Car sales in India declined 18.56 per cent during August 2012, which is the biggest drop in 10 months, prompting industry body Society of Indian Automobile Manufacturers (SIAM) to seek excise duty cut from the Central government.
The overall vehicle sales in the country also registered a drop of 3.9 per cent to 13,54,436 units in August this year, the biggest decline in more than three and half years.
Stating the industry is “now entering a desperate situation”, SIAM also sought a stimulus package similar to the one given during the 2008-09 downturn while pointing out that exports also posted highest decline in more than 11 years, falling 26.83 per cent during the month under review.
It may be noted that during the 2008-09 downturn, the government had provided a stimulus package by reducing CENVAT by 4 per cent. For the commercial vehicles segment, public sector banks were allowed to provide line of credit to NBFCs on new purchases and one-time assistance under Jawaharlal Nehru National Urban Renewal Mission to purchase busses for urban transportation. As per latest data from SIAM, domestic cars sales in August stood at 1,18,142 units compared to 1,45,066 units in the same month last year, down 18.56 per cent.
The rate of decline is the highest since October 2011. Commenting about it, SIAM's senior director Sugato Sen said: “This is the time when wholesale numbers should be picking up as dealers stock-up to meet festive season demand, but this has not happened. We are entering a desperate situation.
We need help from the government.”
He said the excise duty on automobiles, which was increased in this year’s Budget, needs
to be reduced, particularly for the commercial vehicles segment.
Car exports during the month stood at 36,104 units, down 26.83 per cent.
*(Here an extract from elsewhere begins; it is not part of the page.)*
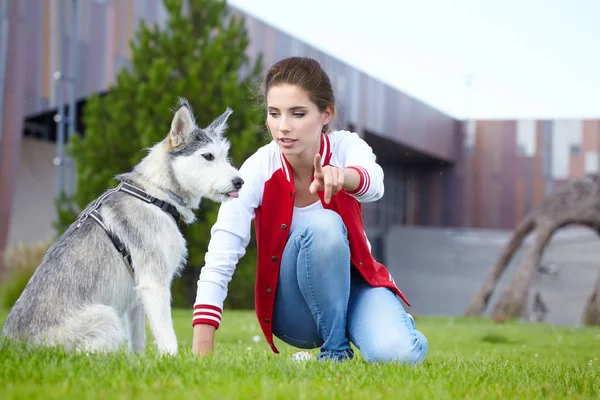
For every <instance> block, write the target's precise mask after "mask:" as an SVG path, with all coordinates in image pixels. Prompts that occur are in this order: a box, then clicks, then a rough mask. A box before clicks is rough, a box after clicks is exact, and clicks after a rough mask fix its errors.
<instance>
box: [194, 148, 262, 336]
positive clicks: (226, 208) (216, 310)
mask: <svg viewBox="0 0 600 400" xmlns="http://www.w3.org/2000/svg"><path fill="white" fill-rule="evenodd" d="M256 156H257V155H256V153H255V154H254V155H253V156H251V157H250V158H248V159H247V160H246V162H245V163H244V164H243V165H242V167H241V168H240V174H241V177H242V179H243V180H244V185H243V186H242V189H240V191H239V197H238V198H236V199H231V200H229V201H227V202H224V203H222V204H221V206H220V208H219V213H218V216H217V221H216V222H215V224H214V225H213V227H212V228H211V239H210V242H209V244H208V249H207V252H206V254H205V258H204V261H205V264H204V267H203V268H202V270H201V272H200V277H199V279H198V289H197V292H196V301H195V303H194V315H193V318H192V326H194V325H196V324H208V325H213V326H215V327H216V328H217V329H218V328H219V326H220V324H221V317H222V313H223V303H224V301H225V298H226V297H227V286H228V284H229V282H230V281H231V278H232V277H233V273H234V272H235V268H236V265H237V263H238V261H239V259H240V258H241V257H242V256H243V255H244V254H245V253H246V246H248V243H249V242H250V237H251V223H252V219H253V218H254V210H255V209H256V208H257V207H258V205H259V204H260V202H261V198H262V190H263V185H262V184H261V181H260V173H259V171H260V170H261V169H262V168H260V166H258V167H257V166H256V165H255V164H256V161H257V157H256Z"/></svg>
The previous lowest decline in exports was recorded in March 2001, when overseas shipments dropped 48.37 per cent to just 2,221 units.
“The decline in exports has also affected the overall production of companies here in India,” he said.
In this year’s Budget, excise duty on small cars was hiked to 12 per cent from 10 per cent for petrol cars with engines under 1,200 cc and diesel cars with engine capacity under 1,500 cc, but for cars where the length exceeded four metres, it was increased to 24 per cent from 22 per cent and a fixed duty of Rs 15,000.
Petrol and diesel driven vehicles having length exceeding four metres and engine capacity of over 1,200 cc and 1,500 cc respectively were charged with an ad valorem duty of 27 per cent, instead of the earlier 22 per cent and a fixed duty of Rs 15,000.
To miss forecast
SIAM said its forecast of registering a growth of 9-11 per cent in this fiscal is unlikely to be met.
“If the declining trend continues, if September sales are also in the negative, then we won’t meet the growth target,” Sen said. In July, SIAM had lowered car sales growth forecast to 9-11 per cent for this fiscal due to weak macro-economic conditions, from an earlier projection of 10-12 per cent.
Considering the current trend, this festive season could be one of the worst, Sen said.